Après le débat, les participants ont également eu la possibilité d'allouer de petites sommes d'argent à des œuvres de charité, choisies parmi une longue liste d'organisations potentielles.
M. Schwardmann a constaté qu'ils étaient beaucoup plus enclins à choisir des organisations qui s'alignaient sur la position de leur argument - même si elles avaient été choisies au hasard au départ.
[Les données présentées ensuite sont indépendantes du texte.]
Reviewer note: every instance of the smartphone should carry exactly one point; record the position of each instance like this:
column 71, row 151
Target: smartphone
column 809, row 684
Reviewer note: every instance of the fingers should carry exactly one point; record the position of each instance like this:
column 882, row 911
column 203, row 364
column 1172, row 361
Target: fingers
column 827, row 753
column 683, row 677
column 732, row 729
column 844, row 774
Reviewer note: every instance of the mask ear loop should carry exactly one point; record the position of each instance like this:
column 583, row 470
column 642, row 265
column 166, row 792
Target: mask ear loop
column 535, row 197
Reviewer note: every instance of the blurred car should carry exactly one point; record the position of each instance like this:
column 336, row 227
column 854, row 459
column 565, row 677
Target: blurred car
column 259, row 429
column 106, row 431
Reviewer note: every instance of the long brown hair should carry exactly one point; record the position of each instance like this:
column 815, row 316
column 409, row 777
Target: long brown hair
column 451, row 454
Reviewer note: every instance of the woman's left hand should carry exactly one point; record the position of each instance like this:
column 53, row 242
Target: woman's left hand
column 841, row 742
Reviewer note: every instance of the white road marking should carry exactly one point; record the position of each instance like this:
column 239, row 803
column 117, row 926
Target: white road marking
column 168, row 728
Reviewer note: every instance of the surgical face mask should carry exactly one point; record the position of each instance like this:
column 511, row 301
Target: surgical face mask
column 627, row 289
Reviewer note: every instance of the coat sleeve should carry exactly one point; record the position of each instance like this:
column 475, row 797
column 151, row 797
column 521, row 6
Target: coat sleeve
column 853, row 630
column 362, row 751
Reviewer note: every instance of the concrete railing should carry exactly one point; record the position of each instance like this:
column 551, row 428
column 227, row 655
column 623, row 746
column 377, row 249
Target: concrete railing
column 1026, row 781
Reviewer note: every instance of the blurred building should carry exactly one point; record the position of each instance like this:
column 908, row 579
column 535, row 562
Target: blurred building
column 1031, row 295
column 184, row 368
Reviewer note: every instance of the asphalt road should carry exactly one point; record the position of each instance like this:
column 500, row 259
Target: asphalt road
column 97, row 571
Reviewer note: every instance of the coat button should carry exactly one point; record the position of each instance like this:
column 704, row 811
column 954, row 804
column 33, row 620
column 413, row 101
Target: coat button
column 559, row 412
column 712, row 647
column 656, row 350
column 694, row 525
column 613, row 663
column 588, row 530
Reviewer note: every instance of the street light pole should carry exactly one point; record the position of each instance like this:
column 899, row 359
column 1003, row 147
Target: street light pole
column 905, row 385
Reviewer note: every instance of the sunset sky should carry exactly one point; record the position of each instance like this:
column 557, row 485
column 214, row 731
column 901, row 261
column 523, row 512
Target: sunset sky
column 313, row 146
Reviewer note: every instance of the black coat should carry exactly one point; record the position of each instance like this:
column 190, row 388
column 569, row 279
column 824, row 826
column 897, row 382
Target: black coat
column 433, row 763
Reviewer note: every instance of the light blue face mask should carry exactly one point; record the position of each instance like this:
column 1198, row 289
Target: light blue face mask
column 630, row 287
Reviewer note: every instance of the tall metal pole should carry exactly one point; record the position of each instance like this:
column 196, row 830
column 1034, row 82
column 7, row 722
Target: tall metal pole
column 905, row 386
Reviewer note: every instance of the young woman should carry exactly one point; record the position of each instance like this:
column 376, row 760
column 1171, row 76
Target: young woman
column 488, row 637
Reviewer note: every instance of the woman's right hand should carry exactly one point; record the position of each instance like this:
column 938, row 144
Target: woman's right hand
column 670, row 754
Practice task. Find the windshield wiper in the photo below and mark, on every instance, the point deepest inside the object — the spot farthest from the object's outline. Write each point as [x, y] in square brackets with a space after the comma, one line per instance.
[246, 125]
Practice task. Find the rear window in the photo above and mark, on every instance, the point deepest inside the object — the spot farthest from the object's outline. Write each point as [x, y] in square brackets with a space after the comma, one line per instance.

Nombre de nos opinions peuvent avoir été formées de cette manière.
En politique, il se peut qu'un militant à qui l'on demande de s'exprimer sur un point particulier en vienne à se persuader que c'est la seule façon de voir les choses, non pas parce qu'il a soigneusement évalué les faits, mais simplement parce qu'on lui a demandé de présenter cet argument.
M. Schwardmann soupçonne d'ailleurs ce processus d'être à l'origine d'une grande partie de la polarisation politique que nous observons aujourd'hui.
"C'est peut-être le signe qu'ils croient vraiment à leur propre mensonge", dit-il.
Il est révélateur que le désir de statut social semble accroître la tendance à l'autodérision. Lorsque les gens se sentent menacés par les autres, par exemple, ils sont plus susceptibles de gonfler la perception qu'ils ont de leurs propres capacités.
Il se peut que plus l'enjeu est important, plus les mensonges que nous sommes capables de nous raconter sont grands.
Le plus souvent, notre auto-illusion peut être bénigne - elle nous permet d'avoir un peu plus confiance en nous que de raison.
Mais il est toujours utile d'être conscient de ces tendances, surtout si nous prenons des décisions qui peuvent changer notre vie.
Vous ne voulez pas vous tromper sur les risques de faire des économies dans votre emploi actuel, ou sur les chances de succès d'un changement de carrière aventureux, par exemple.
Un bon moyen d'éliminer toutes sortes de préjugés est de "considérer le contraire" de vos conclusions. La technique est aussi simple qu'elle en a l'air : vous essayez de trouver toutes les raisons pour lesquelles votre conviction pourrait être fausse, comme si vous vous interrogiez vous-même.
De multiples études ont montré que cela nous amène à réfléchir de manière plus analytique à une situation. Dans les tests de laboratoire, ce raisonnement systématique s'avère bien plus efficace que de simplement dire aux gens de "penser rationnellement".
Cela n'est possible que si vous êtes capable d'accepter vos défauts, bien sûr. La première étape consiste à reconnaître le problème.
Peut-être pensez-vous que vous n'avez pas besoin de ce conseil ; l'aveuglement ne touche que les autres, alors que vous êtes parfaitement honnête avec vous-même.
Si c'est le cas, c'est peut-être votre plus grande illusion.
David Robson, écrivain scientifique, est l'auteur de "The Expectation Effect : How Your Mindset Can Transform Your Life", publié par Canongate (Royaume-Uni) et Henry Holt (États-Unis) début 2022.